Hacker News new | past | comments | ask | show | jobs | submit login

Markdown and/or markdown processors are known to change.

Since there's no single Markdown spec, determining just how a page will render, or what will break, is a bit of a crapshoot. And since Markdown treats nonparsable markup as ... plain text, you don't even get errors or other indicators of failure. You've got to view and validate the output manually or by some other means.

With formal tag-based markup languages (HTML, SGML, LaTeX, DocBook, etc.) you've at least got 1) an actual markup spec and 2) something that will or won't validate (though whether or not the processor actually gives a damn about that is another question, hello, HTML, I'm looking at your "The Web is an error condition": https://deirdre.net/programming-sucks-why-i-quit/)

I can't find the post at the moment, but someone recently wrote a cogent rant on the fact that a change in their hosting provider (GitHub via a static site generator IIRC) had swapped out markdown processors, with changed behaviours, rendering (literally) all their previously-authored content broken.

Which is indead a pain.

I personally like Markdown, and find it hugely convenient.

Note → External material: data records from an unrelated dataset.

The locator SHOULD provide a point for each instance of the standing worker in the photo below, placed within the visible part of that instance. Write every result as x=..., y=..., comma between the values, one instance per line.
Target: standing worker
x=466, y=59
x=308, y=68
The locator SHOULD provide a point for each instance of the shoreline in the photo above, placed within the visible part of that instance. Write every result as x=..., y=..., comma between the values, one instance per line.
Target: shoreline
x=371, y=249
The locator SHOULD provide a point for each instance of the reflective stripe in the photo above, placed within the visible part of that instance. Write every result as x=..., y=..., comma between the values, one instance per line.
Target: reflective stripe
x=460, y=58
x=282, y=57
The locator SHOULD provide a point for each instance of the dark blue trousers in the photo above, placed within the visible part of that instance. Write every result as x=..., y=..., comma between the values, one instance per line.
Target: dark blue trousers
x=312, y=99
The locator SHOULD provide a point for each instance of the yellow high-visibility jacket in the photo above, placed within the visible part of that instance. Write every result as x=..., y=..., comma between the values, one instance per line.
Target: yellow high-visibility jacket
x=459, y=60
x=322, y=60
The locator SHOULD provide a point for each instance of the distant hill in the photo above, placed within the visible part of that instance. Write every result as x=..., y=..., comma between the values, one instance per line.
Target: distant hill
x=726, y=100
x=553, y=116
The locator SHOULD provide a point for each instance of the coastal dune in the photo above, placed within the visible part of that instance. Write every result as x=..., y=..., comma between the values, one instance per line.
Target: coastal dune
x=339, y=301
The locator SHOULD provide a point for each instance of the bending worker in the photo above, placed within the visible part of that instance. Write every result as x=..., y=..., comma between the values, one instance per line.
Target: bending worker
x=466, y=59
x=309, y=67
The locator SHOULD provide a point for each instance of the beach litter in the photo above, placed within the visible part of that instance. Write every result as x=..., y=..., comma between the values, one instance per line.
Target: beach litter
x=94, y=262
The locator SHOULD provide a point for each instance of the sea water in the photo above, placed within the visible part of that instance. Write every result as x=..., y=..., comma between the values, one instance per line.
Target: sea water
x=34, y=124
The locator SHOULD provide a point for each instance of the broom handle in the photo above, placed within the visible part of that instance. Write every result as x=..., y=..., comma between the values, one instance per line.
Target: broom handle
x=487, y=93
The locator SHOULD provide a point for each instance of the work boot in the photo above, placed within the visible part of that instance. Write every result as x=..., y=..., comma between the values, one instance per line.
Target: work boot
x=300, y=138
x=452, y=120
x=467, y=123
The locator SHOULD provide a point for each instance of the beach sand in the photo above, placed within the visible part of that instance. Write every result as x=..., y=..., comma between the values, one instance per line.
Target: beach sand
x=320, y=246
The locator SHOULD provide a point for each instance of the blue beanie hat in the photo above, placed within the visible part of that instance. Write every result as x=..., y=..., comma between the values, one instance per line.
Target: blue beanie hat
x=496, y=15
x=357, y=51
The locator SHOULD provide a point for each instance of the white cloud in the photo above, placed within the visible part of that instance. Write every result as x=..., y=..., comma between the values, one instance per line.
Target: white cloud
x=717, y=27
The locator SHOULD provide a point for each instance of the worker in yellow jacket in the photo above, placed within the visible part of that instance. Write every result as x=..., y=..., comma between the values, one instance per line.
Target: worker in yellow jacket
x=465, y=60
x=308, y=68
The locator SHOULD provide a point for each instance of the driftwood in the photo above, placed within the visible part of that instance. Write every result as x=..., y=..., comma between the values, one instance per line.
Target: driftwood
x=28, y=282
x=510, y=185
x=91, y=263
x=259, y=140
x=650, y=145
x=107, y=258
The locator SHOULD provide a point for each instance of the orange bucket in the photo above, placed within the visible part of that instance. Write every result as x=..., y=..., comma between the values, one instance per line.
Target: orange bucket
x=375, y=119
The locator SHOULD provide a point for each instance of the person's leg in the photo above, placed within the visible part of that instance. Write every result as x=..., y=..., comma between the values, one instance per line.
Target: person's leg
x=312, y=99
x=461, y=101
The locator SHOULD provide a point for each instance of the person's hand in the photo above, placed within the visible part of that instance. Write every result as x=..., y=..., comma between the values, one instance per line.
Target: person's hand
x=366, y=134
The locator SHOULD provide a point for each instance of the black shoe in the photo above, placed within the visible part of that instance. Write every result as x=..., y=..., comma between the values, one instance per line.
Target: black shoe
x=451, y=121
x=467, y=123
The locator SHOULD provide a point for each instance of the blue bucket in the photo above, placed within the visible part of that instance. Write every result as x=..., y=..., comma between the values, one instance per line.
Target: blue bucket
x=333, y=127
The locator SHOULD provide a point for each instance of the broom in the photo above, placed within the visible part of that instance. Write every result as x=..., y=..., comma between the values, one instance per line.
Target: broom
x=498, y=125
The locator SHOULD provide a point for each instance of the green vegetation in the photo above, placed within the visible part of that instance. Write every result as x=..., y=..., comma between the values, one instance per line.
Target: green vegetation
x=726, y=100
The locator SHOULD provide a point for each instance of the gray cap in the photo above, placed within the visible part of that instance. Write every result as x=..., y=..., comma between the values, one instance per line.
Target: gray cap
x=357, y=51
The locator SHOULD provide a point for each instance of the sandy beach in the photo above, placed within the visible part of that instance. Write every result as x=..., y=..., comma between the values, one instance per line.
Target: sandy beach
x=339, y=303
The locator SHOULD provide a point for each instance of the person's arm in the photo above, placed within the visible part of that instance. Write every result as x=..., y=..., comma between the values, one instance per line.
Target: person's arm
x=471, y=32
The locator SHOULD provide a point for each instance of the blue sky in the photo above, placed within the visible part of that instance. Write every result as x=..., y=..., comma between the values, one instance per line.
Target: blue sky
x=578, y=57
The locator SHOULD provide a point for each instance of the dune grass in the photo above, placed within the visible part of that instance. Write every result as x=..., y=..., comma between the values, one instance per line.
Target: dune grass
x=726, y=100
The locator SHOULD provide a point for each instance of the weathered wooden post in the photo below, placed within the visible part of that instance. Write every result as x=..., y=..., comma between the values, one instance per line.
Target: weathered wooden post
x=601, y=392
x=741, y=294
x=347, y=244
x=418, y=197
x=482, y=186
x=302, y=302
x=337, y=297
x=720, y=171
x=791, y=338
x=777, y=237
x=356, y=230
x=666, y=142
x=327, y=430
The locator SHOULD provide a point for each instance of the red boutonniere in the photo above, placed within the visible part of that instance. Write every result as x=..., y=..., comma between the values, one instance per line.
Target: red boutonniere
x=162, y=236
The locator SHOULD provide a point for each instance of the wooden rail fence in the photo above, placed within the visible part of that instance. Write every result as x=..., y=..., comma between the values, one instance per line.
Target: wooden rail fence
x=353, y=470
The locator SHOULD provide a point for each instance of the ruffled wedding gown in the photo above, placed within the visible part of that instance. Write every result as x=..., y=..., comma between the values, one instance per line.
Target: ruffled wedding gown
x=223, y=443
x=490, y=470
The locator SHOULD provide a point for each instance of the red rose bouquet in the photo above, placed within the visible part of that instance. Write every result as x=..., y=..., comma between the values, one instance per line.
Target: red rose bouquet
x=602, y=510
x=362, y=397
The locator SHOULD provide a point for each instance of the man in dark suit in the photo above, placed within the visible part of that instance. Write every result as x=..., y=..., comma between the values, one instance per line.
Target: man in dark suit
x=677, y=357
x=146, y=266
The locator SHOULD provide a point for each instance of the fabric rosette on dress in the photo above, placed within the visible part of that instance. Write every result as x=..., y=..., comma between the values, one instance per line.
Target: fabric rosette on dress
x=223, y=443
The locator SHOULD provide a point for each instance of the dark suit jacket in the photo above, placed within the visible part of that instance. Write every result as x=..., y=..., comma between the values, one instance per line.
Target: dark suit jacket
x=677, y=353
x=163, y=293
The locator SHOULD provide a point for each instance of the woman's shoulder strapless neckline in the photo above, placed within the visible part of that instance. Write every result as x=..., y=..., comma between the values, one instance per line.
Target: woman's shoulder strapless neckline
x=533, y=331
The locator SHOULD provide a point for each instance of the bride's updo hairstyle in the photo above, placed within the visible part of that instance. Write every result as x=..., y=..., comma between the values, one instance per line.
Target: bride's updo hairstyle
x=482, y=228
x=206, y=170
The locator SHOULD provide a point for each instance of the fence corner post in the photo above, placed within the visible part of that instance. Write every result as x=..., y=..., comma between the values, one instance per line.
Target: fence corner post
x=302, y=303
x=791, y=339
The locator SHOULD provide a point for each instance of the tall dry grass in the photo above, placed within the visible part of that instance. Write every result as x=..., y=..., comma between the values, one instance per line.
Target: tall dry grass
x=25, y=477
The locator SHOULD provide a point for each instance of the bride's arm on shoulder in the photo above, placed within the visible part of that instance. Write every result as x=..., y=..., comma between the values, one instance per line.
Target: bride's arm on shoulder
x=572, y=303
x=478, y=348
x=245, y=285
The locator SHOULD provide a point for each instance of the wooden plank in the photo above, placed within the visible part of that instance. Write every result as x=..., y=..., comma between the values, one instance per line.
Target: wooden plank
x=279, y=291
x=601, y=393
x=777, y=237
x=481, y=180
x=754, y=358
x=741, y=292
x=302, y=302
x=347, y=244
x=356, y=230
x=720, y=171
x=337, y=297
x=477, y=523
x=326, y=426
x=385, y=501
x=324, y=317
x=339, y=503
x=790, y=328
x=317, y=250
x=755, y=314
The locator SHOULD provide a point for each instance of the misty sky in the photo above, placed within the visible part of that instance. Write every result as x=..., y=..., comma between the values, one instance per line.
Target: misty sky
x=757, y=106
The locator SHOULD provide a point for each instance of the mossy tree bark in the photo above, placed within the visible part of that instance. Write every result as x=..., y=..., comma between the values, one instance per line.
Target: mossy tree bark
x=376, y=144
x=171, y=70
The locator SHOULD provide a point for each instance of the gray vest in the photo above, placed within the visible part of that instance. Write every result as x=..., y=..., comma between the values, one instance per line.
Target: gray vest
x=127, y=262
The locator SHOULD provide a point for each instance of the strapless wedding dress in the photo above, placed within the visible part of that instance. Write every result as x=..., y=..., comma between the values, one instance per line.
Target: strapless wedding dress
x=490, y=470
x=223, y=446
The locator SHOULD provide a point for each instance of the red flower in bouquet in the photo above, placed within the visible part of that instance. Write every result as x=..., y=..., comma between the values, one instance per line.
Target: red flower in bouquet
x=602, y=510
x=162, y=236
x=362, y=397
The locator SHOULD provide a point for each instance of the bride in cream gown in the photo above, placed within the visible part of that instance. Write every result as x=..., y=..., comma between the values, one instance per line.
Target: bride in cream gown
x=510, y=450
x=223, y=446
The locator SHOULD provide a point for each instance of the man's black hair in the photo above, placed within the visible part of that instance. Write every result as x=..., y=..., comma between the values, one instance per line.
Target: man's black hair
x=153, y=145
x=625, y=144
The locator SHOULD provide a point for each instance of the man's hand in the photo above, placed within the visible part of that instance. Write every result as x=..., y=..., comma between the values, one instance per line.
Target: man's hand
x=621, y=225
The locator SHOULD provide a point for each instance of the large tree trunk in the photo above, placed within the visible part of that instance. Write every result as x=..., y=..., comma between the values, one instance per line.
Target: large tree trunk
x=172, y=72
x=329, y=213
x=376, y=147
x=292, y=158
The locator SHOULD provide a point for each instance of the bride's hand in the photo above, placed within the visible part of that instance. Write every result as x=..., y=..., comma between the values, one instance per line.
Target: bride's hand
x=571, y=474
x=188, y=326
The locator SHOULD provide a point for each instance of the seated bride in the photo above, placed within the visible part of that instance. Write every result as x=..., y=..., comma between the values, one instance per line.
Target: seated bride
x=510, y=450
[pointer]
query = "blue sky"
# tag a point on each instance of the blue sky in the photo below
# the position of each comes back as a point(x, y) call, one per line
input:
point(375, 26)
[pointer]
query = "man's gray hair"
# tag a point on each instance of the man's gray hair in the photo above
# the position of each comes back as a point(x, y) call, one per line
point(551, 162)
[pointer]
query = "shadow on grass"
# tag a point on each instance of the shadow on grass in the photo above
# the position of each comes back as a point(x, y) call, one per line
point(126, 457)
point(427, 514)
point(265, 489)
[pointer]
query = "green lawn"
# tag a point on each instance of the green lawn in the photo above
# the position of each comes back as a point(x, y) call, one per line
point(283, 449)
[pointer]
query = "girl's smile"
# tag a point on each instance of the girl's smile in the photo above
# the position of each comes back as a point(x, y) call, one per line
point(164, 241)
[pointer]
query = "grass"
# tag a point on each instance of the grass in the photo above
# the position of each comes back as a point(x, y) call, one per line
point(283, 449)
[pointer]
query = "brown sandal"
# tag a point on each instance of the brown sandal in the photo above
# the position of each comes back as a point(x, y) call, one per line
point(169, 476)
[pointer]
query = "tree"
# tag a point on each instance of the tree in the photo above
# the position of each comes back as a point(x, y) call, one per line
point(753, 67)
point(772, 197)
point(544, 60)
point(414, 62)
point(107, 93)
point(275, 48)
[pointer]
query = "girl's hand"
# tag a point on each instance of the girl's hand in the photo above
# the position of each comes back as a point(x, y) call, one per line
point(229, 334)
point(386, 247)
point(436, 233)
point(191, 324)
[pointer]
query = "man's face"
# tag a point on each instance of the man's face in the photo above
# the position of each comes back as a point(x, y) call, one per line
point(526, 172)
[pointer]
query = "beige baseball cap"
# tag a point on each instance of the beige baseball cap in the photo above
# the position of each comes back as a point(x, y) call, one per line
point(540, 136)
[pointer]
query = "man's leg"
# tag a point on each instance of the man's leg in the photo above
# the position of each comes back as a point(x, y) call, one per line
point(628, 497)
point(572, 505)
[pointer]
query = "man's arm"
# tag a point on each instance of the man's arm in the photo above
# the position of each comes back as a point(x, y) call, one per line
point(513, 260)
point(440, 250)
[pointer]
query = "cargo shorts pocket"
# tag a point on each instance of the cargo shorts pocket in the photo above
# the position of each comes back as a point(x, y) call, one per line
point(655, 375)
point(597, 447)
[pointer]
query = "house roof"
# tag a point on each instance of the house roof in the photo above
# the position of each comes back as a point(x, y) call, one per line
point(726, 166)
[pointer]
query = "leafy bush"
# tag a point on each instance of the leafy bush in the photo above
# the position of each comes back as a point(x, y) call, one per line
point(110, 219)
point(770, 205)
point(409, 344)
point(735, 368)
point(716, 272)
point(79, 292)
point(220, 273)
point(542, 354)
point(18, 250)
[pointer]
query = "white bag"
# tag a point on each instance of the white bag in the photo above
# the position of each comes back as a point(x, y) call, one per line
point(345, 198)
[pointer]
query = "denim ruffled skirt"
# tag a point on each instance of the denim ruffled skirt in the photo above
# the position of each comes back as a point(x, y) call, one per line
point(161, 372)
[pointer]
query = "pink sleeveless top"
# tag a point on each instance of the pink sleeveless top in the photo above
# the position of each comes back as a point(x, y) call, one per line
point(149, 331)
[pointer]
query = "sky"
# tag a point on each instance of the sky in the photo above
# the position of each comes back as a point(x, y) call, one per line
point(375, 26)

For major projects though, I suspect what I'll end up doing is starting in Markdown, and eventually switching to a more stable markup format, which probably means LaTeX (HTML has ... proved less robustly stable over the 25+ years I've worked with it).

Though for simple-to-modestly-complex documents, Markdown is generally satisfactory, stable, and close enough to unadorned ASCII that fixing what breaks is not a horribly complicated task.

Up to modest levels of scale, at least.






I appreciate your reply. Seems Markdown is more complex than I recognized and this just makes me want to avoid it more. If you do find the rant you mentioned, let me know.

> HTML has ... proved less robustly stable over the 25+ years I've worked with it

The first website I made in 2002 still views fine in a modern browser. I didn't do anything fancy, though. I would be interested in what has been unstable as it might give me ideas on what to avoid in HTML.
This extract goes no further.